Aujourd'hui, il faut faire confiance aux acteurs locaux dans le domaine de la défense contre les incendies, qui suppose l'utilisation de tous les moyens. En effet, les intercommunalités gèrent leurs propres réseaux d'irrigation selon des critères propres, eu égard à leur situation économique, à leur plan d'urbanisme et à la manière dont elles veulent diversifier l'attractivité de leur territoire. Bien évidemment, cela n'aurait aucun sens de ne pas tenir compte de telles spécificités. Si nous avons décidé de confier totalement, à partir de 2008, la gestion des SDIS aux conseils généraux, qui apporteront l'essentiel des financements, nous avons également souhaité que les maires puissent continuer de siéger au sein des conseils d'administration des SDIS. La question a d'ailleurs fait l'objet d'un important débat, ici même, au Sénat.

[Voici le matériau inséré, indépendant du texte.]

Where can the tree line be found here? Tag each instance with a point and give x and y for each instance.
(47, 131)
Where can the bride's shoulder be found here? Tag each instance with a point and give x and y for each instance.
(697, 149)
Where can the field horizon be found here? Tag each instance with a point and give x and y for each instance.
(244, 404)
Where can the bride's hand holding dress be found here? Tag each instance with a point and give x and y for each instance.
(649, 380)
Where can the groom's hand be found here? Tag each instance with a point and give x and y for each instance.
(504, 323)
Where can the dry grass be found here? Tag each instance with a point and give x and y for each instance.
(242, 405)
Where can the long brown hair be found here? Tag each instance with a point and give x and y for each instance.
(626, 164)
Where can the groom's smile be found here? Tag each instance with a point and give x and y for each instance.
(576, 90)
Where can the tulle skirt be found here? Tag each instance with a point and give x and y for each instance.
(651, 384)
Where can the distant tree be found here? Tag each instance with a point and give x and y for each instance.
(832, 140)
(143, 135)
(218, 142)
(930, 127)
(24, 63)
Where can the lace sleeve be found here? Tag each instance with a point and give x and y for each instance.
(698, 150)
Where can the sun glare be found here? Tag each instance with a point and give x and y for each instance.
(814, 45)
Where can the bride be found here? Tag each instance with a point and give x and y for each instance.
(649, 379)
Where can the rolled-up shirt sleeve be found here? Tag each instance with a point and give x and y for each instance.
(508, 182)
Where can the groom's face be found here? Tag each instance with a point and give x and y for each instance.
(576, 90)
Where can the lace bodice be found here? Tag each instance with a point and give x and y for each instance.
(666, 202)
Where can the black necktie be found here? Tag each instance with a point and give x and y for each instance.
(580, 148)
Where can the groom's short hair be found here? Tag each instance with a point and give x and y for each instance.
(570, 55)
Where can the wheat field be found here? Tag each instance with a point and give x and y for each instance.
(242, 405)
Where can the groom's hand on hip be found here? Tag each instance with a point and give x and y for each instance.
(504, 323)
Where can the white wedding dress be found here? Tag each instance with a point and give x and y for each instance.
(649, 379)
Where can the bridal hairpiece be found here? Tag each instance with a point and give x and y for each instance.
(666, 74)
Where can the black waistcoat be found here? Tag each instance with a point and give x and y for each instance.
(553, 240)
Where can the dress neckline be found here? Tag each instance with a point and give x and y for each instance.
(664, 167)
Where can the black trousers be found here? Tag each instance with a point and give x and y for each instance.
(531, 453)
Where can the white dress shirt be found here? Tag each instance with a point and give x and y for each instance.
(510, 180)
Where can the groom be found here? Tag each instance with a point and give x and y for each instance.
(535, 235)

Nous avons ainsi démontré notre volonté de voir les maires jouer un rôle prédominant dans la lutte contre l'incendie. Acteurs du développement de leurs communes, ils peuvent apporter une contribution importante à la réflexion sur l'organisation des SDIS et sur l'implantation des centres de secours. Ils ont le pouvoir de décider de l'implantation d'un plan d'eau ou de l'aménagement d'un canal d'irrigation, pour développer une zone agricole ou alimenter un nouveau lotissement. Il serait donc complètement ridicule de ne pas inscrire toutes ces décisions dans le schéma des points d'eau mis à la disposition des services départementaux d'incendie et de secours. Ceux-ci doivent en effet pouvoir utiliser toutes les potentialités offertes par la commune pour lutter contre les incendies.

La réglementation actuelle, qui aboutit à une uniformisation de la gestion des points d'eau sur tout le territoire national, n'a donc plus de sens. C'est la raison pour laquelle le ministre a voulu s'appuyer, dans le cadre de la décentralisation, sur la réflexion des maires.

Monsieur le sénateur, s'il ne faut pas baisser le niveau d'exigence en matière de sécurité, il importe, comme vous le souhaitez, d'utiliser des moyens plus diversifiés et mieux adaptés aux contraintes du monde rural.

À ce titre, je le répète, le point de vue des maires doit être prédominant dans la réforme que nous sommes en train d'engager. Vous suggérez que des représentants de l'Association des maires de France puissent siéger dans la commission qui aura à réfléchir à ces sujets au niveau national. Je ne vois que des avantages à votre proposition et je la soumettrai au ministre de l'intérieur.

En tout état de cause, en termes de calendrier, nous devons désormais avancer très vite : avant la fin de l'année 2006, nos travaux doivent donc raisonnablement aboutir, sur la base de l'échange que nous venons d'avoir ensemble.